Sunday, April 8, 2018

Ongoing interest, new challenge

For quite a while I've been following the blog of a Dutch woman, mostly in perfect English, but now and then with an entry in Dutch.  And I follow a Twitter account of medieval manuscripts from a Dutch scholar, again mostly English, but now and then Dutch.

So I decided I'd like to acquire a reading knowledge of Dutch just so I won't be totally baffled when I encounter it.  The hitch here is that almost all the sources I followed up were about acquiring conversational Dutch, with a view to visiting.  Not what I'm interested in.  

There is one book devoted to acquiring a reading knowledge, only available to students signed up for a three credit course at the local community college.  That expense is wildly beyond what I can seriously consider.  So I continue my search.

Meanwhile, I did find this course, which has a book as well as cd, and a glossary. 

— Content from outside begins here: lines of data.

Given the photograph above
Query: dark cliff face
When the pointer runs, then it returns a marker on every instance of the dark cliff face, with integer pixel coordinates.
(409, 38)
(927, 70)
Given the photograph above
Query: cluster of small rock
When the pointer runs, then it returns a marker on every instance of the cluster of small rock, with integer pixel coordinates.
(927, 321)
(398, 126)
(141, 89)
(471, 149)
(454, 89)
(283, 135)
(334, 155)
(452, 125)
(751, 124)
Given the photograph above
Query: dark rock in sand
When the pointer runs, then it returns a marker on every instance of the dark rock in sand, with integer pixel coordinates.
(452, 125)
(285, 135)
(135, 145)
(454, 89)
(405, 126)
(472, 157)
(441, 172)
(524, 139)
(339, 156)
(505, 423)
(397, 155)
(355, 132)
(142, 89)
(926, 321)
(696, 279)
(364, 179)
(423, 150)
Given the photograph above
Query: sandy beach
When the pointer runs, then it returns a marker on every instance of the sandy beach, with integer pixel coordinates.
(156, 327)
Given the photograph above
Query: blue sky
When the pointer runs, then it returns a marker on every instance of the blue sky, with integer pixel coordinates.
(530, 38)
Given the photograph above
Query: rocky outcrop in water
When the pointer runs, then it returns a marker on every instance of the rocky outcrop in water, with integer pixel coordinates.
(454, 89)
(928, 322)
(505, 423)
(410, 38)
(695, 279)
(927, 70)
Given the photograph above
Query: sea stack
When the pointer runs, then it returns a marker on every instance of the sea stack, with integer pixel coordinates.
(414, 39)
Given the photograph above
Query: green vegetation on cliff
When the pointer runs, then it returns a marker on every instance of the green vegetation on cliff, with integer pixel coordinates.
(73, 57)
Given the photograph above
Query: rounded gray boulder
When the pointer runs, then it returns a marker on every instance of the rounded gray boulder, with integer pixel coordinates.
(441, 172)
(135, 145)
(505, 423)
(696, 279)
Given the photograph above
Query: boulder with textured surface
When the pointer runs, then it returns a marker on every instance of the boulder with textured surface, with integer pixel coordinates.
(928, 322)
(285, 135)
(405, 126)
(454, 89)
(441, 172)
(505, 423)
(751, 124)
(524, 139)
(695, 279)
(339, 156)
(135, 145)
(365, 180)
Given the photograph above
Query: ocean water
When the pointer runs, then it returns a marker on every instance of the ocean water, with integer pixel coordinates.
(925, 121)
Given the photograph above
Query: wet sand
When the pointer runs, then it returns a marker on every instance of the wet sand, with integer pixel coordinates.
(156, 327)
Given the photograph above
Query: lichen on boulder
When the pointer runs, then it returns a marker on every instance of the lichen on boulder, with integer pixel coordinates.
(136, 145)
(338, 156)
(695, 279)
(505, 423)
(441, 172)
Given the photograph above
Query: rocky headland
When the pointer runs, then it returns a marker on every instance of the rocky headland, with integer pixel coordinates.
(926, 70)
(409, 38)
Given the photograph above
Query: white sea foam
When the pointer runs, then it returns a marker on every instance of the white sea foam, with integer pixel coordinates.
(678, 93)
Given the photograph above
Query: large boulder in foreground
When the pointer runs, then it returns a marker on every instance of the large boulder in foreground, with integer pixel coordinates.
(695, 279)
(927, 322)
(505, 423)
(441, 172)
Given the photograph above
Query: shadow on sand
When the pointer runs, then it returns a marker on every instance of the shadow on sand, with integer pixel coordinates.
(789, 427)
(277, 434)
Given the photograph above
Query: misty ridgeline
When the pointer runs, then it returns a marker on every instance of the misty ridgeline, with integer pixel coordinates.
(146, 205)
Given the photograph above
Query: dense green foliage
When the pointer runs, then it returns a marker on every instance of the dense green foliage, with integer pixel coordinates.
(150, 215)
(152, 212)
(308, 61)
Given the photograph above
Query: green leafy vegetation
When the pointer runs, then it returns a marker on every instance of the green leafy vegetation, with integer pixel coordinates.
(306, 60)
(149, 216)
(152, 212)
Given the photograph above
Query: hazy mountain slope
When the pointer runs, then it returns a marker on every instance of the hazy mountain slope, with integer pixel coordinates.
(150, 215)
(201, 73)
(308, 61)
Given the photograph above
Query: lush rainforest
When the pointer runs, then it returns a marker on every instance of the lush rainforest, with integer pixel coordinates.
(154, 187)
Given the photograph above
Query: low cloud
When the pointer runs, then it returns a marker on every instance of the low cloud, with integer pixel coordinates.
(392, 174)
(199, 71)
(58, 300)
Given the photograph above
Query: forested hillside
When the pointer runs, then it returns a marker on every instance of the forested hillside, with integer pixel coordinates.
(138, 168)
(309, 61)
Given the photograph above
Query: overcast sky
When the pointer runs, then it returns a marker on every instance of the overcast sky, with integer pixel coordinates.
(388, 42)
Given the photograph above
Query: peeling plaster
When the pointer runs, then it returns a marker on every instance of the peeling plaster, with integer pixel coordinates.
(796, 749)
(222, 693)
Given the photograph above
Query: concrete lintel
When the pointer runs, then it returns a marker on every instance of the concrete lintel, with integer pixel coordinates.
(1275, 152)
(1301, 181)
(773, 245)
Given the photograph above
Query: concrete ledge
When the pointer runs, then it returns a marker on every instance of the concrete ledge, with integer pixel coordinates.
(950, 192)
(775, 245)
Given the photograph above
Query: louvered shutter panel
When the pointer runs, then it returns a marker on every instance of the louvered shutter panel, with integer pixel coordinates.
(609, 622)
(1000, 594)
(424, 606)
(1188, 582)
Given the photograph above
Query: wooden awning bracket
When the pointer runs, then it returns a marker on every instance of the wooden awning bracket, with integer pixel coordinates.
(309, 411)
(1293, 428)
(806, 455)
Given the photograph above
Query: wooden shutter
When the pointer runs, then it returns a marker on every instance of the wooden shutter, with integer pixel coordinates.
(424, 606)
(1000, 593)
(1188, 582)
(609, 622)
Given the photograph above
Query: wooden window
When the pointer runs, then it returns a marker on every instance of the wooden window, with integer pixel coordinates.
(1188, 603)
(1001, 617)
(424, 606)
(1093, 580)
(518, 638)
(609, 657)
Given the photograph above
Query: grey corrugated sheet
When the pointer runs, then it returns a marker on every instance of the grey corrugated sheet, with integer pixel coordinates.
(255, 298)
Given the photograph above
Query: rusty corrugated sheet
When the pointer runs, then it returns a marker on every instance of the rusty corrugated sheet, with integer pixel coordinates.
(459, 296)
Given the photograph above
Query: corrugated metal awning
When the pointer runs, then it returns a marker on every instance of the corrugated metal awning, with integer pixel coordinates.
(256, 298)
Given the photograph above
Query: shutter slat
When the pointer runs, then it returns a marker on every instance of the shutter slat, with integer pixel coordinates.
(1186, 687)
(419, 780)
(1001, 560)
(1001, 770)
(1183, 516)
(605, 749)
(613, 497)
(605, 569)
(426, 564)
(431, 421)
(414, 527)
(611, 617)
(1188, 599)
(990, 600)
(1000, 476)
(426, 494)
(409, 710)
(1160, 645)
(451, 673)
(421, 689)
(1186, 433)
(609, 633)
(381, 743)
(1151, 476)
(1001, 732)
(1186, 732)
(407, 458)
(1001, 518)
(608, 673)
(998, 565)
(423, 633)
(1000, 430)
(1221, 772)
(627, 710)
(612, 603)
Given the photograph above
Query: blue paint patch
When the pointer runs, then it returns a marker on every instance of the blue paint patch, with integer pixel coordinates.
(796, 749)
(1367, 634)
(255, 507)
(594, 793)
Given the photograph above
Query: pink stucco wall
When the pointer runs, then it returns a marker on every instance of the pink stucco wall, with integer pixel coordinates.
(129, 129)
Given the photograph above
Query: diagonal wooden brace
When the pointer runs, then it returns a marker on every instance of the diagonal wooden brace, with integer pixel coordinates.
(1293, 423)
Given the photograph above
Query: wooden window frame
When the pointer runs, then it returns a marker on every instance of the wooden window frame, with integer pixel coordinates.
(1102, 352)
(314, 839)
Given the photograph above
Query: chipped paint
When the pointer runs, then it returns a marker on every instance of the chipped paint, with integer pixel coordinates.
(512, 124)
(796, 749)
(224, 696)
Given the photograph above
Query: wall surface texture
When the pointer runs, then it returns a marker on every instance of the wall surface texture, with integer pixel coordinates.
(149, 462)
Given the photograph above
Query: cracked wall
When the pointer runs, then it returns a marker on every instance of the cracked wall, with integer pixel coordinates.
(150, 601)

I'm working my way through dialogs, to get the hang of the structure, and I'm already trying my hand at understanding the Wikipedia Dutch entry on Maria von Gelders, whose  book of prayer is a prime medieval artwork.  This course  has a book, glossary, and reading practice, too.  So it's a start.  And here's what I'm trying to work through:

https://nl.wikipedia.org/wiki/Maria_van_Gelre_(1380_-_na_1427)  
I had a time finding the right Maria, and the illustration of her prayer book was my landmark. If you're interested in her in general, there are Wikipedia entries in English.


Since I'm the ultimate self teacher, this approach is about right. I don't do well learning in a group, always out of tempo with the general movement.


Which all reminds me of a comic situation long ago, when I ran an ESL program, largely for newly arrived immigrants, which was about acquiring daily language. Really different sort of request came in when I was asked by the Ivy League university in town to provide for them a special section for visiting Chinese science scholars, all of whom had a fluent technical reading knowledge of English in the sciences, and zero ability to navigate daily spoken life in the US.  Which we did, and eased their lives a bit.  So I'm coming at this from the other end!